It was only nine months ago when Rite Aid made its position clear, shutting off its credit card terminals from Apple Pay access in order to support the MCX project. Now, new reports suggest that contractual obligations that kept Rite Aid from taking Apple Pay and the like have expired—or at least some of these have—and that frees up retailers to take other payment forms. CurrentC, meanwhile, is at last report still forthcoming by the end of this year, but no clear release date has been set.
Rite Aid wouldn’t offer specific comment, but spokeswoman Ashley Flower noted that Rite Aid was still a part of the MCX, and was ready to accept CurrentC. Whenever it actually showed up.
This is perhaps the biggest problem in a nutshell. Apple Pay has already been on the scene the better part of a year now, making huge inroads and new agreements that allow it to be taken. Google Wallet, Android Pay, Samsung Pay and a host of other options are either following or will be following soon enough.

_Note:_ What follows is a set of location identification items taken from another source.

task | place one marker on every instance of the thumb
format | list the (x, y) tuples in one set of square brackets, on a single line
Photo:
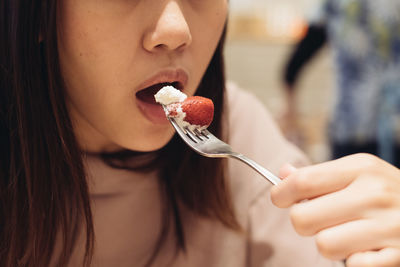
[(286, 170)]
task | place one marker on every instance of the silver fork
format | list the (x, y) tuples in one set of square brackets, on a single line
[(206, 144)]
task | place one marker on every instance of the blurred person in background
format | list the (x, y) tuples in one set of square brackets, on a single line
[(365, 38)]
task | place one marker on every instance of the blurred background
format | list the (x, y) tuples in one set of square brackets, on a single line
[(261, 36)]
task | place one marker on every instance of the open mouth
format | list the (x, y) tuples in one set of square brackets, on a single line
[(147, 94)]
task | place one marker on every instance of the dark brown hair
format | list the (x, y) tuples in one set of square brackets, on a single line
[(43, 189)]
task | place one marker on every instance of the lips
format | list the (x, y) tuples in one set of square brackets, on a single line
[(145, 93)]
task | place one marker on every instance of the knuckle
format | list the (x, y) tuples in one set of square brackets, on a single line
[(326, 246), (301, 224), (368, 161), (379, 200), (302, 183)]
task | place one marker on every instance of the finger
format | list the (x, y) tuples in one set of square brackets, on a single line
[(388, 257), (286, 170), (339, 242), (320, 179), (312, 216)]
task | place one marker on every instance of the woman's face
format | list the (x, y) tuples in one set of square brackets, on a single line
[(115, 54)]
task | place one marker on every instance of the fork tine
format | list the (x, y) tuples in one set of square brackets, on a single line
[(193, 135)]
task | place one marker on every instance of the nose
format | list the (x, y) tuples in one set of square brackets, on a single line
[(170, 32)]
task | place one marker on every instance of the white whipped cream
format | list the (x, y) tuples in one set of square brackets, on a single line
[(168, 95)]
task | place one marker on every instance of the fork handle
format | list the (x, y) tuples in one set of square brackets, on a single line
[(261, 170)]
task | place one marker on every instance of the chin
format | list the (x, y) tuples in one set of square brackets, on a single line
[(151, 144)]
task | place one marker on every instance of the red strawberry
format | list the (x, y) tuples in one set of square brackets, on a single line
[(199, 110)]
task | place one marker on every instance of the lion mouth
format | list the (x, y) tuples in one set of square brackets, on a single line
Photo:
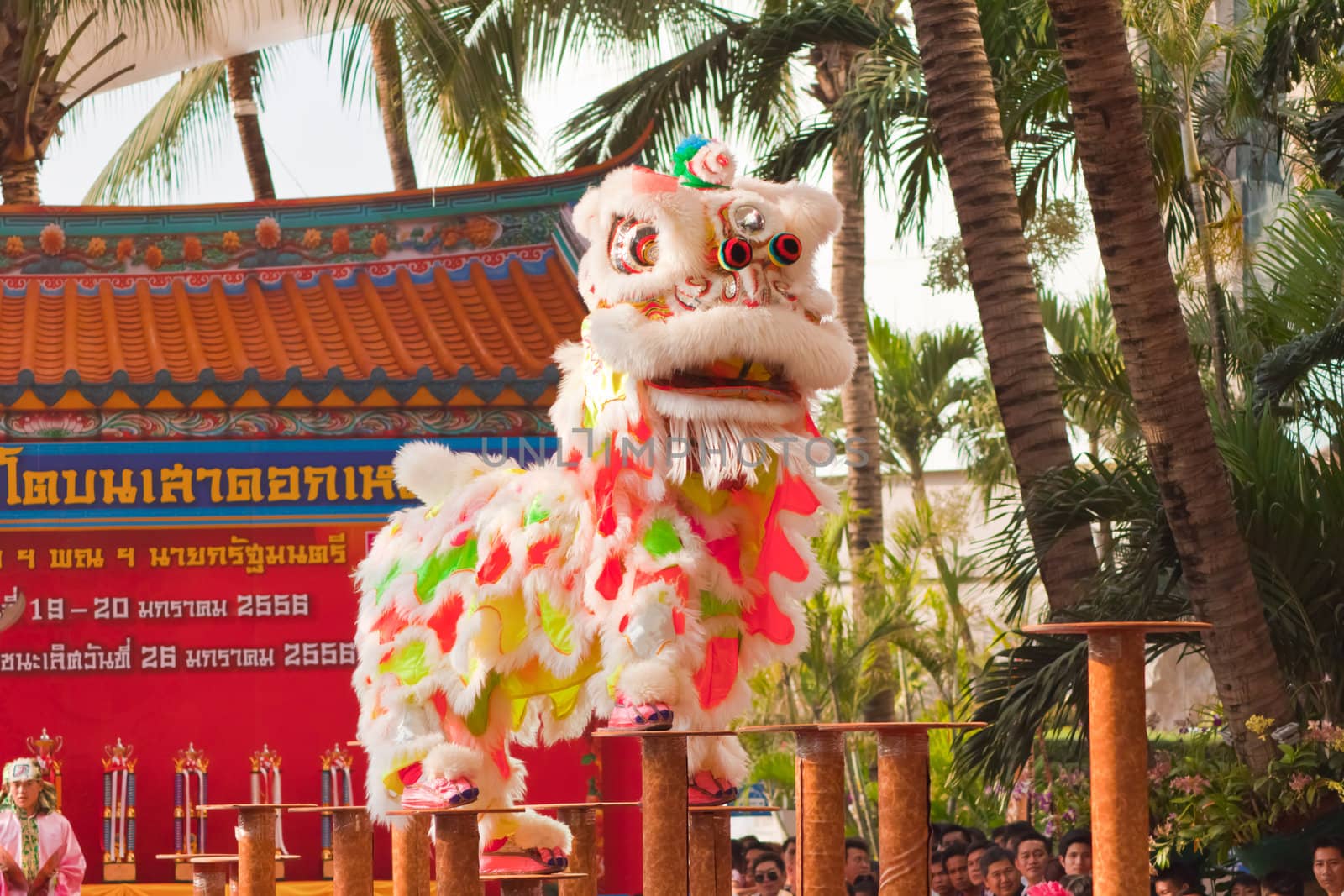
[(732, 379)]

It’s not, therefore, that surprising that Rite Aid got sick of waiting for Godot and instead decided to offer customers access to payment methods that could actually be used. It’s actually quite surprising that the elements of the MCX waited as long as they did, or have in some cases; with other stores able to get an edge in the market just by offering a different payment method, it should have been the kind of thing that the MCX elements would have wanted to shut down quickly. However, with CurrentC still out of the game, it’s easy to wonder just how long the various other elements of the MCX will continue to abide.
The MCX desperately needs to get CurrentC into the field before its member organizations continue to dissent and bring in alternate payment strategies. Otherwise it will continue to lose ground, and by extension, lose customers to businesses that will offer the payment methods customers desire most.